In fact, most recommendations for arthritis treatment are grade C, which Cush noted is based on “expert opinion,” lending them subjectivity.

With this in mind, Cush offered some strong opinions about how the treatment of RA should be approached. His first point was that there are nine biologics, 13 biosimilars and six oral conventional DMARDs approved and available for use. “You have a lot of choices,” he said. “How are you going to use them?”

Cush answered this question in a few ways. His first suggestion was that rheumatologists often do not switch therapies soon enough in patients who fail to show a response. “How long do you wait [for a response]?” he said. “People say 12 weeks, but a lot of data show that people switch at 48 or even 100 weeks.”

If, at the first follow-up visit at week 6, the treatment is not working, clinicians should already be thinking about switching, according to Cush. “If it is working, it should start working right away,” he said.

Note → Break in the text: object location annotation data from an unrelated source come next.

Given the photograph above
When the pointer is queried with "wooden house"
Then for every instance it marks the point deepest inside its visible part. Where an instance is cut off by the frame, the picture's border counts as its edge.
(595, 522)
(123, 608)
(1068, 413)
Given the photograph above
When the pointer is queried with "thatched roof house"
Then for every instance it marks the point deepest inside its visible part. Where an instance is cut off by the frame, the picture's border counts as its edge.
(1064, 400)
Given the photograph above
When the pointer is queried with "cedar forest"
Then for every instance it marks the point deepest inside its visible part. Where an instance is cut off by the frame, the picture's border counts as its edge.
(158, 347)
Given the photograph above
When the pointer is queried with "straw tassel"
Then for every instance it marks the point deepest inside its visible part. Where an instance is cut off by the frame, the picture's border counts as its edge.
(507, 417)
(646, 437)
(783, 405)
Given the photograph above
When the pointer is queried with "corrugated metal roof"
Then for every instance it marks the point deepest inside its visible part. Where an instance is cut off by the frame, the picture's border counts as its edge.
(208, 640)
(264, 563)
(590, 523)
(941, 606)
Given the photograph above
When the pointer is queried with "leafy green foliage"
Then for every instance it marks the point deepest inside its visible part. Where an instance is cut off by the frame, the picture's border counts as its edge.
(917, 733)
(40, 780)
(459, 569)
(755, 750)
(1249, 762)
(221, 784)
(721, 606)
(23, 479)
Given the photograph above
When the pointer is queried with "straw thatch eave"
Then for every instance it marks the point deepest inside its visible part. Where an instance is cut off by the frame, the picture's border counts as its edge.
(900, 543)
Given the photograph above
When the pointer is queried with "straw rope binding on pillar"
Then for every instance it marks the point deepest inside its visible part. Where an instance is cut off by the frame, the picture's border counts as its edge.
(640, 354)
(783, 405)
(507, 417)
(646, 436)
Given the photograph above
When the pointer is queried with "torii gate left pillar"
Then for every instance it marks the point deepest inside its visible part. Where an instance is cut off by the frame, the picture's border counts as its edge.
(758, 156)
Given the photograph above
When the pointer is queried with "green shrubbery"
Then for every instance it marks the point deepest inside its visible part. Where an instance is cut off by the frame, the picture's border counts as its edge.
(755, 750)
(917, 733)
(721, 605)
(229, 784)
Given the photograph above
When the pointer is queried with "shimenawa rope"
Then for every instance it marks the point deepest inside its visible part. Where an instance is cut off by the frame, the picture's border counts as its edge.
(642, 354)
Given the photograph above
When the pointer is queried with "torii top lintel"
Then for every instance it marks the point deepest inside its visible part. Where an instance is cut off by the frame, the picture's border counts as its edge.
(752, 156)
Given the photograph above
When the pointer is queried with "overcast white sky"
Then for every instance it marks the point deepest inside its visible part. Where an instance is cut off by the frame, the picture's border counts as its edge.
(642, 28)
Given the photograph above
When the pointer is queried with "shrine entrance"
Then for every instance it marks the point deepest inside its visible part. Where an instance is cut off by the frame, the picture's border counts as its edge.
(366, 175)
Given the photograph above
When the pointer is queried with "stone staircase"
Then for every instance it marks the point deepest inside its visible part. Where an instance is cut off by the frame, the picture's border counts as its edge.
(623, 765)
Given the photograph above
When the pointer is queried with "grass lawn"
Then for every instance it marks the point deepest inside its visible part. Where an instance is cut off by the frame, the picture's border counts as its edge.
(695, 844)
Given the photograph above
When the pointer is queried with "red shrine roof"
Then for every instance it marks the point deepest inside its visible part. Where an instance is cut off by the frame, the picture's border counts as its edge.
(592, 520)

The next consideration is whether to cycle through multiple TNF inhibitors or move to another mechanism of action. The answer is a “no brainer,” according to Cush. “There is a paucity of trials that prove TNF switching works,” he said. “Other drugs work as well.”

When it comes to choosing that next therapy, Cush believes JAK inhibitors should be seriously considered over methotrexate. “The bottom line is, JAK inhibitors are better than methotrexate,” he said. “They have a faster time to response.”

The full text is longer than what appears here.